Calcification of Ahsg-deficient DBA/2 mice precedes kidney failure. (a) Plastic-embedded tissues of 1-month-old mice were sectioned and stained by von Kossa staining and counterstained with H&E. Calcification was detected in soft tissues including tongue, lung, myocardium, and kidney pelvis, but not yet in the kidney cortex. Note that even at 9 months of age, WT DBA/2 mice showed no calcification (see Figure 2b). (b) Radiological analysis detected progressive calcification of the kidneys and the skin. Note that the mice were alive at the time of radiography and therefore calcified heart and lung tissue was blurred due to movement. (c) Determination of serum phosphate, calcium, creatinine, and intact parathyroid hormone indicated that kidney failure in DBA/2-Ahsg–/– mice occurred after 4 months of age and therefore after the onset of soft tissue calcification (1 month, n = 4; 3–4 months, n = 6; over 6 months, n = 4). *P < 0.05, **P < 0.001.

Figure 5

Serum chemistry of Ahsg-deficient mice. (a) Serum electrolytes are given as the mean ± SE of at least six mice for each measurement (**P < 0.01). Where there are no error bars, the SEs were too small to be visible. (b) Sera from C57BL/6-Ahsg+/+ (filled circles) and DBA/2-Ahsg+/+ mice (filled squares) both inhibited the de novo formation of BCP from supersaturated solutions of calcium and phosphate with an IC50 of 0.8% serum.

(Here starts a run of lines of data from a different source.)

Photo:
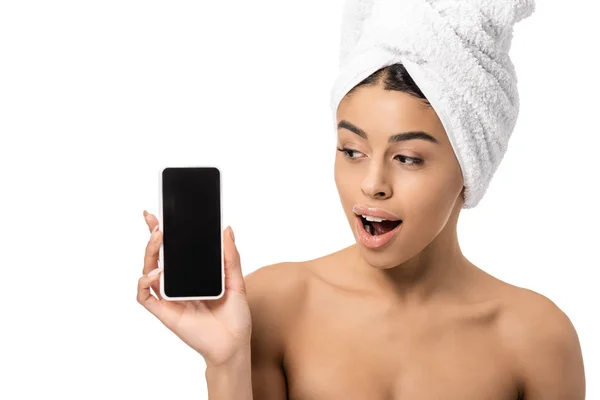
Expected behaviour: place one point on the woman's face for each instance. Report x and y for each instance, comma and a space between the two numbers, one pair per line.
416, 179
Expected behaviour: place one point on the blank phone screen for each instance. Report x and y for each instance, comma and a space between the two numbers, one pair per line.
191, 231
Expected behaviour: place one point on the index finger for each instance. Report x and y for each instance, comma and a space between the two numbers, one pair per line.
151, 220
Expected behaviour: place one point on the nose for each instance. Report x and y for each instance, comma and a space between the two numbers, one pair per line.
375, 184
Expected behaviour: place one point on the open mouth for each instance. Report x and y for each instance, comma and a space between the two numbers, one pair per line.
376, 227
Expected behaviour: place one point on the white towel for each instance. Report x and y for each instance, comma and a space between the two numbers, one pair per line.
456, 51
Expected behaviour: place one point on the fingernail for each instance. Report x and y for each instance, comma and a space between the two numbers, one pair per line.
153, 235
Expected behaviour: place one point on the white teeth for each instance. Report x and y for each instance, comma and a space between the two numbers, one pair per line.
373, 219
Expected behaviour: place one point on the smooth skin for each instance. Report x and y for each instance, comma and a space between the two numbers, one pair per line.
413, 320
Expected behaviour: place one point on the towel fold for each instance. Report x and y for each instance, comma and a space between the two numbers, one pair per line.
456, 51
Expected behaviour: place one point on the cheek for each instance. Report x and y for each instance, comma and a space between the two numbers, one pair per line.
436, 199
345, 180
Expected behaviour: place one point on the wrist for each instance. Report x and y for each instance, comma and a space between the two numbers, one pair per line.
231, 379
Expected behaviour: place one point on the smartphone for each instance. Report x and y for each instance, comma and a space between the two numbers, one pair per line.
190, 218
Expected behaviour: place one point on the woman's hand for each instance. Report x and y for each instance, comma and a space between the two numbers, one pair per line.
217, 329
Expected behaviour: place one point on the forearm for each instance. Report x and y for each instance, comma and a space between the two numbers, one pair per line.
232, 381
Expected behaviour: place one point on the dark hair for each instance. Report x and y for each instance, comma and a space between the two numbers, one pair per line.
393, 77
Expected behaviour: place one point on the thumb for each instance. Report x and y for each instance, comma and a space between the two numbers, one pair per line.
234, 279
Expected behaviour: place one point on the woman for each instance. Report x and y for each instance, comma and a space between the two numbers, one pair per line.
400, 314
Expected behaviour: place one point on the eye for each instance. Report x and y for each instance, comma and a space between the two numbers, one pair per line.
411, 160
348, 152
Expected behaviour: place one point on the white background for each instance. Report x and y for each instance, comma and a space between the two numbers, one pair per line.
95, 96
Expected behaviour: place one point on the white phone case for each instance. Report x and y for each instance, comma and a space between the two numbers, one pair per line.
161, 260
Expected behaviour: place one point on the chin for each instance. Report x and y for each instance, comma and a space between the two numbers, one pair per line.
385, 258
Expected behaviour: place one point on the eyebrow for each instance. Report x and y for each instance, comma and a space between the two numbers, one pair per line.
392, 139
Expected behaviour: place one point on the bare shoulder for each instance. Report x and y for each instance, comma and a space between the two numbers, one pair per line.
543, 344
274, 293
530, 319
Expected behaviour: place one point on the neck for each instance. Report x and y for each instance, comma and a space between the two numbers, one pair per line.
439, 270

Serum from C57BL/6-Ahsg–/– (open circles) and DBA/2-Ahsg–/– (open squares) mice inhibited at a much reduced rate (IC50 5.2% and 6.8% serum, respectively). (c) Reconstitution of BCP precipitation inhibition. Note that the reduced inhibition of BCP precipitation by sera from Ahsg-deficient mice could be restored to the WT level by adding back purified mouse serum Ahsg. (d) Serum electrolyte concentrations in normal and calciphylaxis patients (*P < 0.05). (e) Inhibition of BCP precipitation by sera from three healthy subjects (filled circles) and eight calciphylaxis patients (open circles). Note that the inhibition of BCP precipitation is greatly reduced in all calciphylaxis patients. (f) Serum reconstitution by purified human Ahsg in serum of a calciphylaxis patient. Note that the reduced inhibition of BCP precipitation by serum from the calciphylaxis patient could be restored to normal levels by adding back purified human serum Ahsg.